L’autre aspect, ce sont les relations nouées entre militants de différentes organisations, entre syndicalistes et usagers. Tous confrontés aux mêmes questions (déshumanisation de l’accueil des usagers, suppressions d’emplois…) et pourtant peu coutumiers d’une intervention commune, d’une expression en dehors de l’entreprise. Des pratiques différentes, aussi, comme l’organisation d’une garderie les jours de manif.
Toutes choses efficaces, s’agissant d’élargir la mobilisation.

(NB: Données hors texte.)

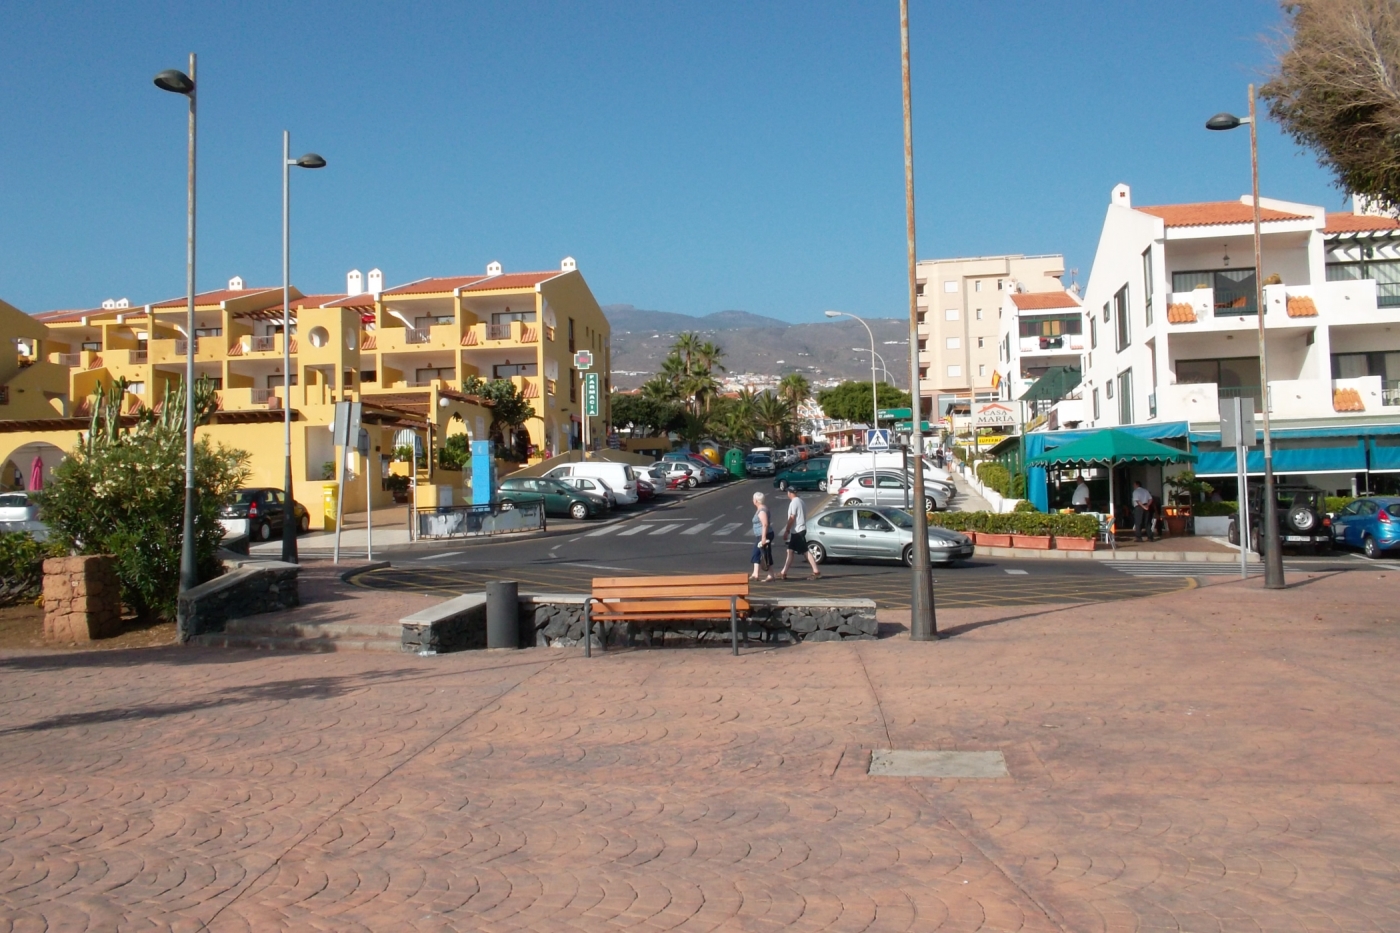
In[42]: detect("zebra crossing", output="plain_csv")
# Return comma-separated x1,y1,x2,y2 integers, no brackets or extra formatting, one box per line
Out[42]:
1108,561,1257,577
584,519,746,540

Une démultiplication de l’action syndicale
L’organisation territoriale contre l’organisation syndicale traditionnelle ? Les militants ne voient pas la question comme ça. D’abord parce que l’intersyndicale départementale appuie l’émergence de ce nouveau type d’intervention. Six secteurs ont été définis dans l’agglomération grenobloise pour constituer ces réseaux d’échange et de mobilisation. Ensuite parce que cela remet du sens au mouvement : « Nous agissons ensemble, parce que nous sommes confrontés aux mêmes réalités ». Ce qui apparaît clairement dans le cadre d’un mouvement comme celui des retraites. Et que c’est au fond dans le débat avec les citoyens que se gagne la bataille de l’opinion publique. La bataille pour gagner.
Adhésions, contacts nouveaux, nouveaux syndicats… janvier à la CGT
Cent cinq nouvelles adhésions à la CGT au cours des trois premières semaines de janvier dans l’Isère. « Les salariés adhèrent dans les entreprises, dans la métallurgie notamment, mais ce sont aussi beaucoup des salariés de PME, isolés, qui se syndiquent dans les unions locales », commente Elisa Balestrieri, secrétaire de l’union départementale. Et notamment via un contact par internet.

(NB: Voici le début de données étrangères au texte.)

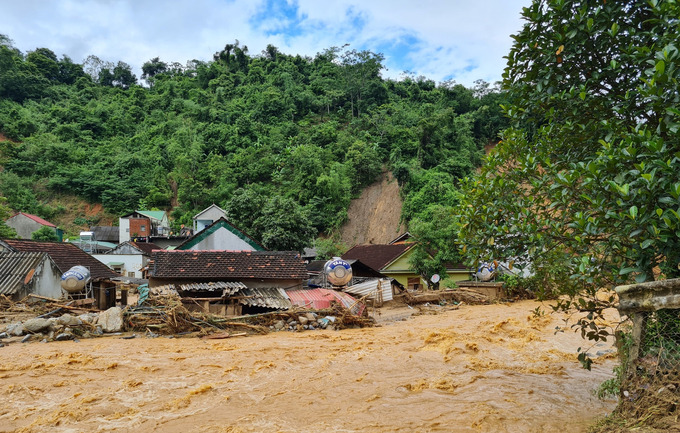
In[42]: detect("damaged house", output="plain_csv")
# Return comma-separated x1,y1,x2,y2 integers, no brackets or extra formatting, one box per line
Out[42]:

Ce mouvement d’adhésions s’accompagne de questionnements quotidiens, soit directement auprès des militants, soit par les réseaux sociaux et le site de l’UD. « On nous demande comment on peut faire grève ou comment rejoindre la CGT après avoir quitté la CFDT », relève la responsable départementale. Dans le Nord Isère, un syndicat CFDT d’une entreprise de logistique a décidé de rejoindre la CGT. Dans plusieurs PME, des adhérents jusqu’alors sans section syndicale d’entreprise, ont décidé de la créer. De la même manière que des collectifs engagés dans des luttes spécifiques se tournent aujourd’hui vers « les syndicats », c’est-à-dire la CGT.
Et puis il y a la vitalité de l’organisation. « Tout le monde est à fond », constate Elisa Balestrieri. La bataille pour le droit à la retraite est par définition interprofessionnelle. Elle est logiquement le cadre d’un développement du syndicalisme à la base, dans les territoires.
De bonnes nouvelles, en somme.
Le SNAPEC décide du principe d’une adhésion à la CGT
Le syndicat national des professionnels de l’escalade et du canyon (SNAPEC) a décidé de rejoindre la CGT. Le principe de cette adhésion a été adopté lors de l’assemblée générale extraordinaire qui s’est tenue le 10 décembre de l’année dernière à Chateauneuf-sur-Isère dans la Drôme. Il reste maintenant à définir les modalités de cette adhésion avec la fédération de l’enseignement, de la recherche et de la culture (FERC-CGT). Le SNAPEC estime que « le projet syndical de la FERC apparaît compatible avec celui du SNAPEC » et que « la FERC a réservé le meilleur accueil et a témoigné d’un grand intérêt pour notre syndicat et ses luttes ». Le SNAPEC regroupe sept cents moniteurs et son siège national est à Grenoble.